Beyond all that, it is
not obvious yet, but I suspect that our civilization is likely to
dewire generally long before this actually comes on stream. Thus it
is likely to remain a commercial long shot even if knowing how is
helpful on compact hardware.
This is all good and
neat.
Researchers create flexible wires that could double as batteries
June
4, 2014
We
literally live in a wired world, with wires snaking hither and yon
transmitting electricity and data. Many are visible, while many more
are hidden in the walls of buildings, the panels of cars, and the
fuselage of aircraft. Now, imagine; what if we were able to turn each
and every one of these into a battery that not only transmitted
electricity but stored it too? Well, two researchers from the
University of Central Florida (UCF) imagined that too, and came up
with a way to use nano-technology to make wires with supercapacitance
that may eventually also double as batteries.
Professor
Jayan Thomas and his Ph.D. student Zenan Yu premised their design on
their ability to grow "nanowhiskers" of copper oxide in a
laboratory that would provide the conductive link between between the
inner and outer layers of their supercapacitor wire.
The
team first started by growing a layer of nanowhiskers from insulating
copper oxide on an outer layer of a single copper wire.
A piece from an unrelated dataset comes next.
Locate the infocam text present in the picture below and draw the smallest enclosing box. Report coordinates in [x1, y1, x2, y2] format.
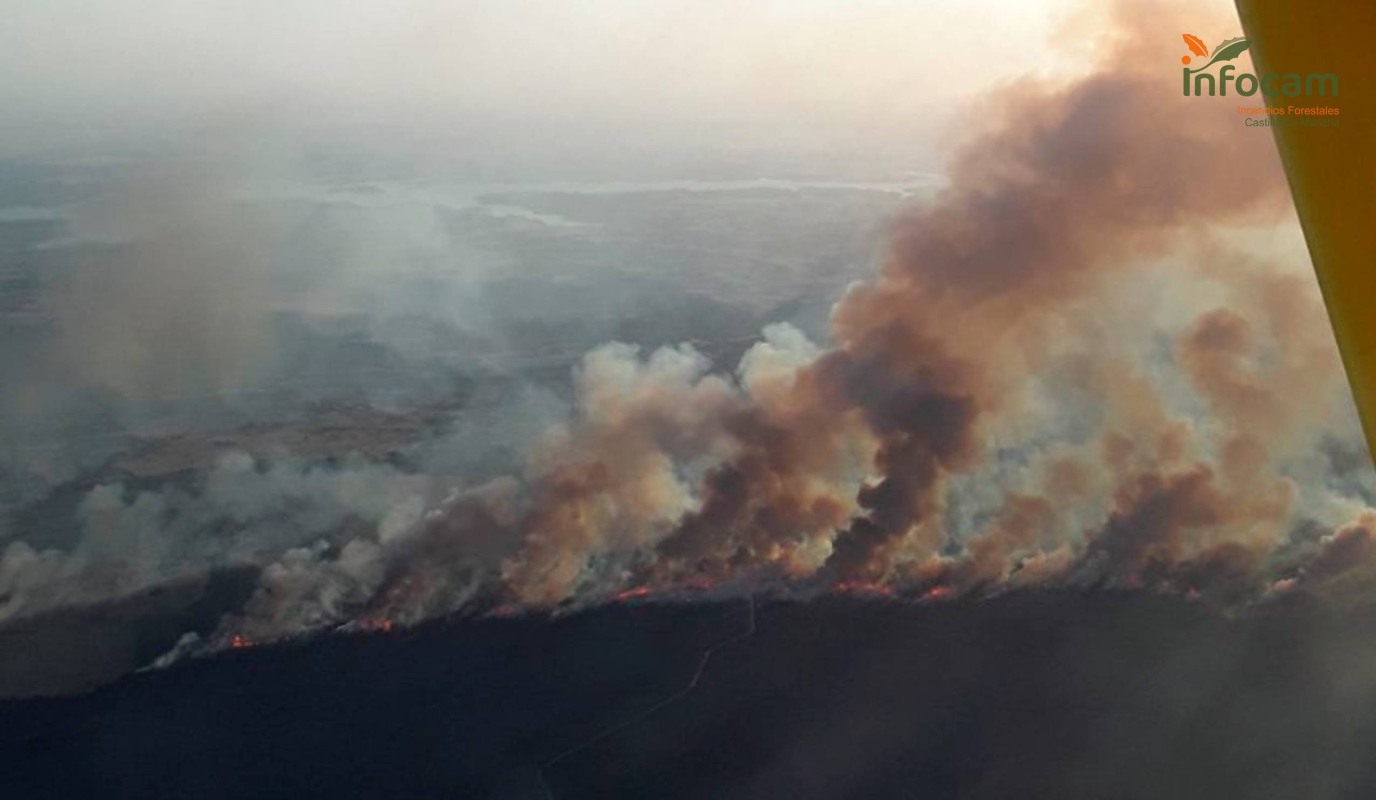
[1183, 65, 1338, 97]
They then
treated those whiskers with a gold-palladium alloy, before finally
depositing an electrochemically active coating of manganese oxide on
the alloy. As a result, the nanowires acted as a sheath to
encapsulate the copper wire, and form the first electrode.
To
add a second electrode to complete the energy storage device, the
researchers coated the first electrode with a solid electrolyte and a
polymer partition, and then fitted another cylindrical electrode
around that. The second electrode was then formed in the same way as
the first electrode, but nanowhiskers were molded on a copper foil
that acted as the final conducting tube around the outside.
The
practical upshot of this is that this wire – in a growing line of
otherwearable
supercapacitors and weavable
battery wires –
may soon help make possible energy-storage devices and systems that
are flexible, wearable and incorporated directly into clothing and
textiles.
Light,
bendable supercapacitor cables might also assist in making electronic
devices even smaller and more portable than they are today, by vastly
decreasing the size of batteries, or incorporating energy-storage
wires throughout the device to replace the batteries altogether.
While
more work is required, the technique the team used to grow the
nanowhiskers should be transferable to other types of materials. The
use of copper wire is only the beginning; it is envisioned that, as
the technology progresses, other fibers and cables could be developed
with similar nanostructures that also both transfer and store energy.